Die schlechten Nachrichten reissen nicht ab: Die menschengemachte Klimaerwärmung sorgt für Hitzewellen in den Ozeanen und an Land, Überschwemmungen, Dürren und schmelzende Gletscher. Die Auswirkungen sind bereits heute zu spüren. Zugleich werden Lebensräume zerstört, Korallen bleichen, Insekten geht die Nahrung aus und zahlreiche Pflanzen- und Tierarten verschwinden.

Weiter wie bisher geht nicht

Die zwei wohl drängendsten Probleme des Anthropozäns, des Menschen-Zeitalters, werden oft noch gesondert betrachtet: Der Weltklimarat (IPCC) bildet die wichtigste Grundlage dafür, wie man den Klimawandel mildern und anpassen kann. Der Weltbiodiversitätsrat (IPBES) leistet wissenschaftliche Politikberatung zur biologischen Vielfalt und Ökosystemleistungen.

Fachleute des IPCC und des IPBES diskutierten deshalb erstmals gemeinsam über Massnahmen, die sowohl dem Klima als auch dem Artenschutz zugute kommen. Es braucht demnach einen tiefgreifenden Wandel in Politik, Gesellschaft und Wirtschaft. Weiter wie bisher ist keine Option.

Für umweltschädigendes Verhalten zahlen

Die gute Nachricht: «Der Trend lässt sich noch umkehren», sagte der Pflanzenökologe und Biodiversitätsforscher Markus Fischer von der Universität Bern. Er war Mitglied des zwölfköpfigen wissenschaftlichen Gremiums, unter dessen Lenkung der Bericht erstellt wurde.
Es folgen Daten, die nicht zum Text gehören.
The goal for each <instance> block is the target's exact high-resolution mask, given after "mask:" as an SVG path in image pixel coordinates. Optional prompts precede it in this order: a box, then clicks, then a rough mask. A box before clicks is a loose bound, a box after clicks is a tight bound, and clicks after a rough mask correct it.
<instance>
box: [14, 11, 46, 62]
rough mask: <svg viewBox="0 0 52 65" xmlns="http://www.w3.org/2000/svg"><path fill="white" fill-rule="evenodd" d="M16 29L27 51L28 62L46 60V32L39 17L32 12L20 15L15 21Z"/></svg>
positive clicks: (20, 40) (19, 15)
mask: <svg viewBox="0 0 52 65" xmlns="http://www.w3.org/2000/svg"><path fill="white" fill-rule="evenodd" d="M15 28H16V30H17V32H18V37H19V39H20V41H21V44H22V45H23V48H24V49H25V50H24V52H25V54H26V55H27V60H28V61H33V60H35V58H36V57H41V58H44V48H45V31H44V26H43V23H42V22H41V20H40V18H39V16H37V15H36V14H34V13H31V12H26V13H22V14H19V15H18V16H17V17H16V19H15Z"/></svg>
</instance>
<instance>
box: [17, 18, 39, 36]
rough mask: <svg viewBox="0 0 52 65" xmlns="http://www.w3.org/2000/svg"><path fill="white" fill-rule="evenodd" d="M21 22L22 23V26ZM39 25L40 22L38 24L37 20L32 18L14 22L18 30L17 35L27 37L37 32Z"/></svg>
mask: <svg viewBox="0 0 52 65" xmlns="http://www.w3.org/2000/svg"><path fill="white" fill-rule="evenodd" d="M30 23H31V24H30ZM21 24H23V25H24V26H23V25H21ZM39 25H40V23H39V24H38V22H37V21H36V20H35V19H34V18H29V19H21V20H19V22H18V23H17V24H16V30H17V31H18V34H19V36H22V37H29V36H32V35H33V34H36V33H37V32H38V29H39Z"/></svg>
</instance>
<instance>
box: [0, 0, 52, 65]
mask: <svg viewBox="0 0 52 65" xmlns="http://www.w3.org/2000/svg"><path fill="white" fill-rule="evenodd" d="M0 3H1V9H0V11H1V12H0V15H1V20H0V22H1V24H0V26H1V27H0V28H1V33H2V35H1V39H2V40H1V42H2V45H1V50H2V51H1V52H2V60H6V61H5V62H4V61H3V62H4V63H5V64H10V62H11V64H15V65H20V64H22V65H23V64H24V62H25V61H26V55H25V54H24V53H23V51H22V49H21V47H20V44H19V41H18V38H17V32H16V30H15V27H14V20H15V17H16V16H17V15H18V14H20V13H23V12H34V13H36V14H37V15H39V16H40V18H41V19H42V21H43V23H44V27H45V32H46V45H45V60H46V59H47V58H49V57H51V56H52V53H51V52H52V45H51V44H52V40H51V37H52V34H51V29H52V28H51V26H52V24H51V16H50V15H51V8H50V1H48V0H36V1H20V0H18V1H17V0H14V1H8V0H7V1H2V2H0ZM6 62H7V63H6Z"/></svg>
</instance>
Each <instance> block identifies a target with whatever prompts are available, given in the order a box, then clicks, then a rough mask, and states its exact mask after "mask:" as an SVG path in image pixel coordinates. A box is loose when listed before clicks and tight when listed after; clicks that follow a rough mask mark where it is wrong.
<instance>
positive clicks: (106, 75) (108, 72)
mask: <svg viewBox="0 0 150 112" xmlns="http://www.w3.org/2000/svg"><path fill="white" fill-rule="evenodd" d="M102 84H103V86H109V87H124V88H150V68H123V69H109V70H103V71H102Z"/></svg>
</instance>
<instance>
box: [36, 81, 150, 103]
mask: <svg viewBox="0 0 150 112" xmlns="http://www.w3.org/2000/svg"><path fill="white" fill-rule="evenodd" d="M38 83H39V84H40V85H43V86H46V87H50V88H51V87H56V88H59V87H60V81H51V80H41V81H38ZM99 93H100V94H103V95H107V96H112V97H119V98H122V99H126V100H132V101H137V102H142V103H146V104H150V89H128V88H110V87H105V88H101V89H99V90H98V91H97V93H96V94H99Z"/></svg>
Das wichtigste sei, die Kosten umweltschädlichen Verhaltens einzurechnen. Umweltschädliche Subventionen gehörten abgeschafft. Es benötige Anreize, damit die Produktion von Lebensmittel und Gütern biodiversitätsfreundlich und klimaschonend erfolge. Die Autoren verlangen zudem, dass 30 bis 50 Prozent der Meeres- und Landflächen weltweit unter Naturschutz gestellt werden.

Klimaschutz kann der Artenvielfalt schaden

Als Beispiel für schlechte Einflüsse von Klimaschutz auf die Artenvielfalt nennt Markus Fischer den Anbau von Energiepflanzen. Biotreibstoffe helfen zwar, von den Fossilen wegzukommen, können aber unter Umständen einen riesigen Biodiversitätsverlust verursachen.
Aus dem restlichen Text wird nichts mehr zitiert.